Cela faisait partie des quelques promesses mises en avant pour illustrer le credo écolo d’Emmanuel Macron lors de la dernière campagne présidentielle. La majorité est décidée à batailler dans les prochains mois pour la mise en place d’un dispositif de « verdissement » de la rémunération variable des cadres dirigeants, alors que le patronat cherche à éviter toute mesure trop contraignante.
Tout a démarré en mars dernier, lors de la présentation en grande pompe du nouveau programme présidentiel du chef de l’Etat. « Nous porterons une série de mesures, comme le conditionnement de la rémunération des dirigeants au respect des objectifs environnementaux et sociaux de l’entreprise, ce qui est un élément clé, là aussi, pour changer les pratiques et les comportements », avait-il lancé au cours de son discours fleuve de 4 heures, en faisant de la mesure un levier pour favoriser la transition climatique.
La parade du patronat
Sentant la pression politique s’accroître, le patronat s’est saisi de la question. Le tout nouveau code de gouvernance Afep-Medef dévoilé la semaine dernière y fait explicitement référence : parmi les recommandations, le fait d’intégrer, dans les critères RSE (responsabilité sociale et environnementale) retenus pour la rémunération variable des dirigeants, un « critère en lien avec les objectifs climatiques de l’entreprise ». « Les critères quantifiables devront être privilégiés », précise le code. « Il y a la volonté de montrer que la demande politique a été entendue », reconnaît une source patronale.

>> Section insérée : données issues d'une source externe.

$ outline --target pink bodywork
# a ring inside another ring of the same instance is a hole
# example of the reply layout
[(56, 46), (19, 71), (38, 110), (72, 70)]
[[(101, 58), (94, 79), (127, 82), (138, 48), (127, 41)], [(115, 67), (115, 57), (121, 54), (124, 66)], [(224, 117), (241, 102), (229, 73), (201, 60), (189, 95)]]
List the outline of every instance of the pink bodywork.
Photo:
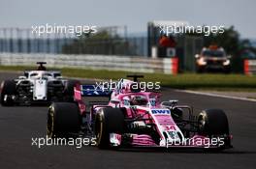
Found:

Le timing de l’annonce n’est pas non plus innocent. En le dévoilant maintenant, l’Afep et le Medef espèrent que ce nouveau code infusera au printemps lors des prochaines assemblées générales des entreprises. « Il y a déjà une dynamique, nous anticipons que le nouveau code va l’amplifier », poursuit la même source. Ainsi environ 94 % des entreprises du CAC 40 auraient déjà instauré un critère environnemental dans le calcul de la rémunération variable des dirigeants.
Est-ce que cela permettra au patronat d’éviter un texte législatif plus contraignant ? Pas sûr. « Le code Afep-Medef est insuffisant. Il faut que nous en discutions avec le gouvernement, mais nous ne nous interdisons pas au sein de la majorité parlementaire de porter nous-même cette mesure dans les prochains mois. Le plus tôt sera le mieux », souligne Mathieu Lefèvre, coordinateur du groupe Renaissance au sein de la commission des finances de l’Assemblée. « Cette mesure est toujours à l’agenda, je crois beaucoup en son utilité », renchérit Pierre Cazeneuve, député Renaissance et ancien membre du cabinet d’Emmanuel Macron à l’Elysée.
Négociations en Europe
Il reste à voir quels pourraient être le calendrier et le contenu d’un tel dispositif législatif. Sur le premier point, le gouvernement ne s’avance pas. « Des travaux sont en cours à la direction du Trésor », explique-t-on à Bercy. Pierre Cazeneuve pense qu’une initiative pourrait être prise dans le cadre du budget 2024 , ou dans le texte en préparation sur le partage de la valeur.
Mais une autre voie est suivie en parallèle au niveau européen, cette réforme faisant partie de la directive sur le devoir de vigilance des entreprises mise sur la table par la Commission de Bruxelles. « Puisqu’il y a des négociations en cours au niveau européen, on ne va pas légiférer en parallèle en France. Si jamais on perd cette bataille en Europe, il faudra prendre nos responsabilités en France », explique Pascal Canfin, eurodéputé Renaissance et président de la commission Environnement du Parlement européen.
Liberté d’entreprise
En tout cas, les principales pistes sur lesquelles le camp présidentiel veut avancer apparaissent déjà. « Nous voulons travailler sur la promesse présidentielle, qui est d’instaurer une obligation sur le critère écologique dans le calcul de la rémunération des dirigeants », explique Mathieu Lefèvre. « On sait très bien que, dans une entreprise, ce qui n’est pas reflété dans la part variable de la rémunération est considéré de facto secondaire », justifie Pascal Canfin sur cette nécessité de critère obligatoire.
Et puis surtout, une partie de la majorité pousse pour qu’un chiffre minimum soit instauré. Aujourd’hui, le critère environnemental représente 10 % environ de la rémunération variable des dirigeants des entreprises du CAC 40 qui la pratiquent, mais certains comme Pascal Canfin plaident pour que le curseur soit poussé à 20 %. De quoi hérisser le patronat.
« Il faut tenir compte de la trajectoire climatique des secteurs, et de la situation financière des entreprises. Un critère obligatoire de 20 % n’a pas de sens, et ne respecte pas la liberté d’entreprise », souligne la source patronale. « Le chef de l’Etat a expliqué récemment que ce n’est pas l’Etat qui fixe les salaires, c’est valable aussi pour les patrons », ajoute-t-il.